Mais comment ne pas applaudir une dernière fois? Et s’il devait y avoir frustration, balayera-t-on d’un revers de main ces six étés de télé? Certainement pas. Car ces années auront changé la fiction TV. J’ai souvent plaidé ici pour cette série, arguant qu’elle a atteint le cœur du principe du feuilleton. Par son foisonnement narratif, sa pagaille même, sa manière d’ajouter des couches à ce qui semblait déjà complexe, l’odyssée des naufragés de l’Oceanic 815, et des autres, a propulsé le rendez-vous télévisuel à un autre niveau. A une autre dimension.

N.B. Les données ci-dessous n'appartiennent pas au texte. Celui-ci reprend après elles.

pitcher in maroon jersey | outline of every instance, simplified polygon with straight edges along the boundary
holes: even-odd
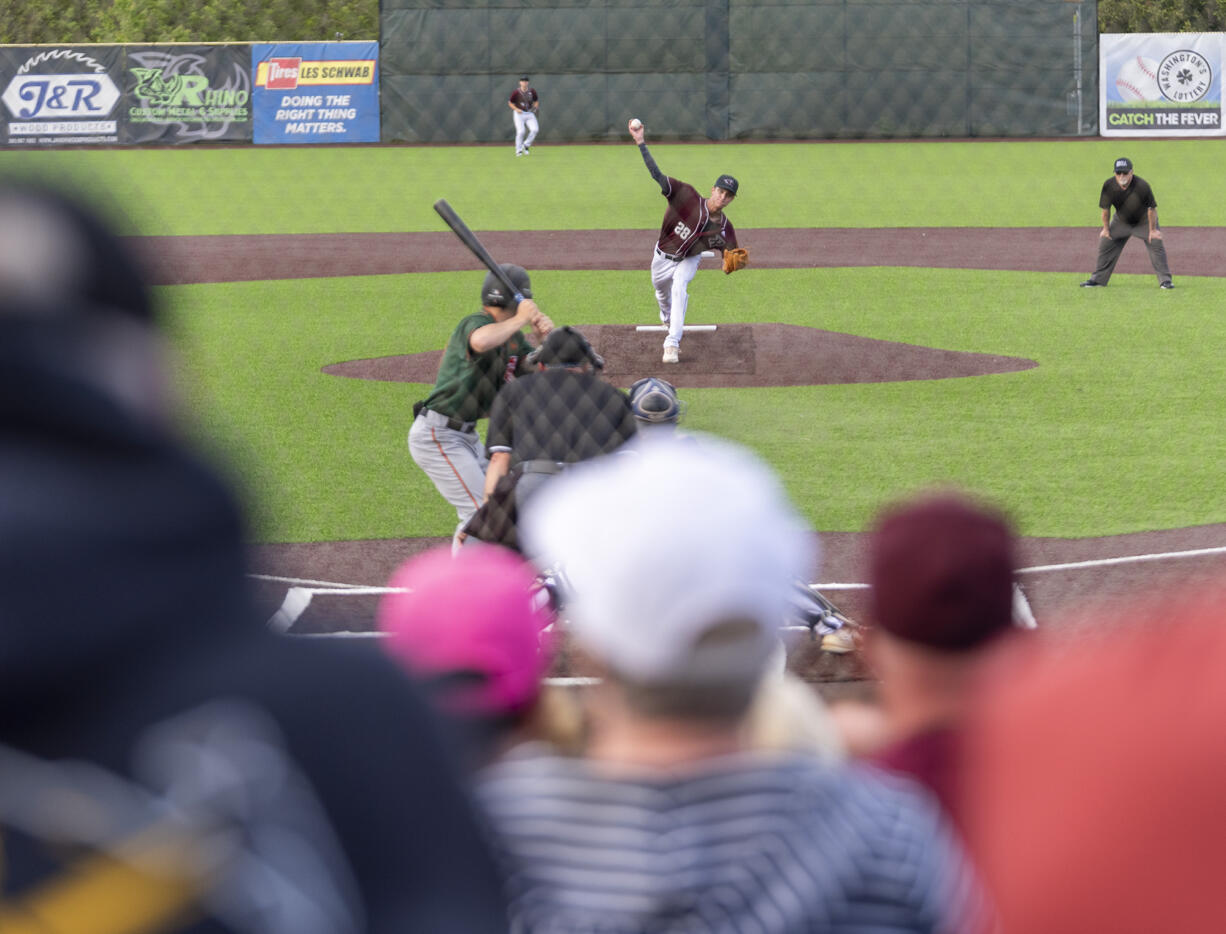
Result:
[[[668,328],[664,338],[664,362],[680,360],[681,337],[685,331],[685,310],[689,303],[690,280],[698,272],[704,250],[723,252],[737,245],[732,221],[724,215],[740,187],[731,175],[721,175],[711,186],[711,196],[704,197],[693,185],[669,178],[656,166],[641,125],[629,127],[630,136],[643,154],[643,162],[651,177],[660,186],[660,194],[668,199],[660,239],[651,260],[651,284],[660,305],[660,322]]]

Si Lost a suscité de telles cogitations chez ses aficionados, c’est parce qu’elle a instauré, restauré plutôt, un rôle classique pour ses auteurs. Démiurges et vendeurs de salades à la fois. Bateleurs assurant de leur contrôle absolu sur leur histoire, aguichant les badauds. Mais aussi manipulateurs de génie, sourds aux demandes ou aux suggestions de leurs paroissiens. A l’heure du Web 2.0, le feuilleton aura enflammé Facebook ou Twitter, tout en restant en marge, cloisonné dans son univers.
Pourtant, la modernité expérimentale de la narration aura collé à son époque. Lost, ce furent 121 épisodes d’écriture hypertexte. Une fable conjecturale, labyrinthique, peut-être sans morale. Une toile tissée dans chaque épisode, jusqu’au souffle noir du logo «Lost» précédant le générique. Une allégorie de masse, investissant tous les canaux à partir du téléviseur. Conçue en phase avec son temps de réseaux et de complots. Y compris dans l’habileté marketing, les indices disséminés sur Internet, la pléthore de bonus en DVD… Et ce, au-delà de la diffusion: l’édition intégrale, prévue pour la fin de l’année, comporterait ainsi un épilogue inédit. Evidemment…
Si la messe n’est pas pleinement dite, faudra-t-il s’en plaindre? A sa manière, parfois d’une stimulante naïveté, Lost a abordé des thématiques d’une permanence absolue, la mort, la famille, la reconstruction d’une société après l’hécatombe, l’identité et le temps…
On ne règle pas ces questions-là. On n’achève pas Lost.
Et pour les amateurs, de toute manière, c’est certain: chacun, à notre manière, nous retournerons sur l’île.